To reduce the boredom effects, again the choice of instruments makes a valid contribution. The SeBIS is comparatively small to other valid instruments employed in other studies. Fewer questions presented to participants kept them motivated and focused and we can assume results are reliable. Furthermore, the anonymity and confidentiality of the respondents were ensured by forfeiting their Personally Identifiable Information such as name and home address. This removed any situational characteristics that could lead to socially desirable responses. We further explained to the participants that their true response will add value to the research and they were requested to answer as honestly; hence, further removing dispositional characteristics.

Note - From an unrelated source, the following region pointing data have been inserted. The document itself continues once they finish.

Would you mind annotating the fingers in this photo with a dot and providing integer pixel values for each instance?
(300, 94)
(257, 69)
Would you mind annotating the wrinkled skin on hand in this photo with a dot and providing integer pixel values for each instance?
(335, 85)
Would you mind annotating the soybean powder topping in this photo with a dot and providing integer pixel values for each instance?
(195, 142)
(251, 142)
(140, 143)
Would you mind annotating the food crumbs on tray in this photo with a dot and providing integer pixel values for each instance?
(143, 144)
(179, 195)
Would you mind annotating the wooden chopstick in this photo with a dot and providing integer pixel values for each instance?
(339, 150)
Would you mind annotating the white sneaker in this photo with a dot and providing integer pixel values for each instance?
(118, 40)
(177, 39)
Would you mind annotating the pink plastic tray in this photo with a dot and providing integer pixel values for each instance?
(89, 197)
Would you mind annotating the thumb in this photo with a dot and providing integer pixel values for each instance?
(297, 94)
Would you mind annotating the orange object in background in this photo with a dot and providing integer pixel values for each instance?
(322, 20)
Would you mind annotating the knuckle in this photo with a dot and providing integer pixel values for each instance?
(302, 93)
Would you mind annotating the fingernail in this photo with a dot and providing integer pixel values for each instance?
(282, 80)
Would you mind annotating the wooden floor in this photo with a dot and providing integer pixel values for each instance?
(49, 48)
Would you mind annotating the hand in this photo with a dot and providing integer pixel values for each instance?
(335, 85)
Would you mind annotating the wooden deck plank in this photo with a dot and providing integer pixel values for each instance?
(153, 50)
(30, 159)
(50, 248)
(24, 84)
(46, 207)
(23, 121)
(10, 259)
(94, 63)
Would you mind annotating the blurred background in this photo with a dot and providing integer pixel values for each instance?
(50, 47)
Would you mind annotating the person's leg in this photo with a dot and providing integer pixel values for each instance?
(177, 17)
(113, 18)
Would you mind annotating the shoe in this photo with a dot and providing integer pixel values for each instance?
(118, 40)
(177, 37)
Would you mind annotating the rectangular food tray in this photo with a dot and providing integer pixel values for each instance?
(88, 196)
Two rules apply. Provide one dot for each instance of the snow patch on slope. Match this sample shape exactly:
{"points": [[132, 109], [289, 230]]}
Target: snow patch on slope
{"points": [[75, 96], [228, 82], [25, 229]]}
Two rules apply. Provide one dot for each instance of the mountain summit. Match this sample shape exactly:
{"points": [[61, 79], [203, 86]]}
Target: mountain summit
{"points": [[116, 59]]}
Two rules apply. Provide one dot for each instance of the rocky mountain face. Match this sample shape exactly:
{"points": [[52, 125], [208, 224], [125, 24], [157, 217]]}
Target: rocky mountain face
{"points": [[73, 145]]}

Another limitation of the study is the generalizability of the results. Since the study is conducted in one country, it may have suffered from cultural influences. Studies (Lowry et al. 2011) suggest that there have been key differences in the context of Information Technology when Western and Asian cultures are studied. Similarly, other studies (Vroom and Von Solms 2004) have shown that culture has a major impact on an individual’s cyber-security breaches.

Future directions

There are two aspects in which future studies will further scholarship in cyber-security behavioral research. (1) Cross-cultural studies. (2) Individualized trainings. Future studies that examine the cultural differences will comprise a national-level sample taken from all four provinces of the country. The cyber-security behavior will be gauged on socio-demographics and digital divide variables across cultural dimensions as per Hofstede’s (Hofstede 2011) cultural model. The model’s six dimensions; Power Distance, Uncertainty Avoidance, Individualism/Collectivism, Masculinity/Feminism, Long/Short Term Orientation and Indulgence/Restraints have been considered a paradigm for cross-cultural comparisons. International cross-cultural studies will examine the differences in risky and cyber-security behaviors for similar as well as different cultures measured by Hofstede. Studies examining the second aspect of individualized training will take into consideration the digital divide, age and gender variables to develop and evaluate such trainings using program/training evaluation models (Kirkpatrick and Kirkpatrick 2006).

Conclusion

The confluence of technical and behavioral solutions establishes the required cyber-security in any organization. With the dearth of behavioral evidence in organizations specifically tertiary institutes, this study explores the cyber-security behavior of students in a developing country context. Our study augments previous studies by using a valid and comparatively smaller instrument and exploring in terms of socio-demographics and digital divide variables and by constructing profiles of students based on their risky and cyber-security behaviors. The study was conducted on undergraduate students and significant differences in cyber-security and risky behavior were reported for gender, age, and frequency of Internet access. The findings from this study are the result of the participant pool derived through a stratified multistage sampling strategy thus supporting external validity. The cyber-security behavior of participants from tertiary institutes paralleled with previous studies. New insights were brought to light in contrast to previous studies regarding the cyber-security posture of undergraduate students. Given the dearth of similar studies, our findings add solution evidence to the inexorably growing cyber-security problem space. The results of our study and the statistical processing lay a solid foundation for those who are looking for further scholarship. The practical application of this study calls for tailored cyber-security trainings keeping gender, age, digital divide variables and participants’ high risky-low cyber-security profiles in mind. Further, establishing the effectiveness of customized training programs before their implementation holds promise for efficient utilization of meager resources kept for cyber-security intervention in developing countries.

Funding

This research was partially funded by an internal grant from Riphah International University.

Declarations

Conflict of interest

On behalf of all authors, the corresponding author states that there is no conflict of interest.

Data availability

The data and material can be provided on demand.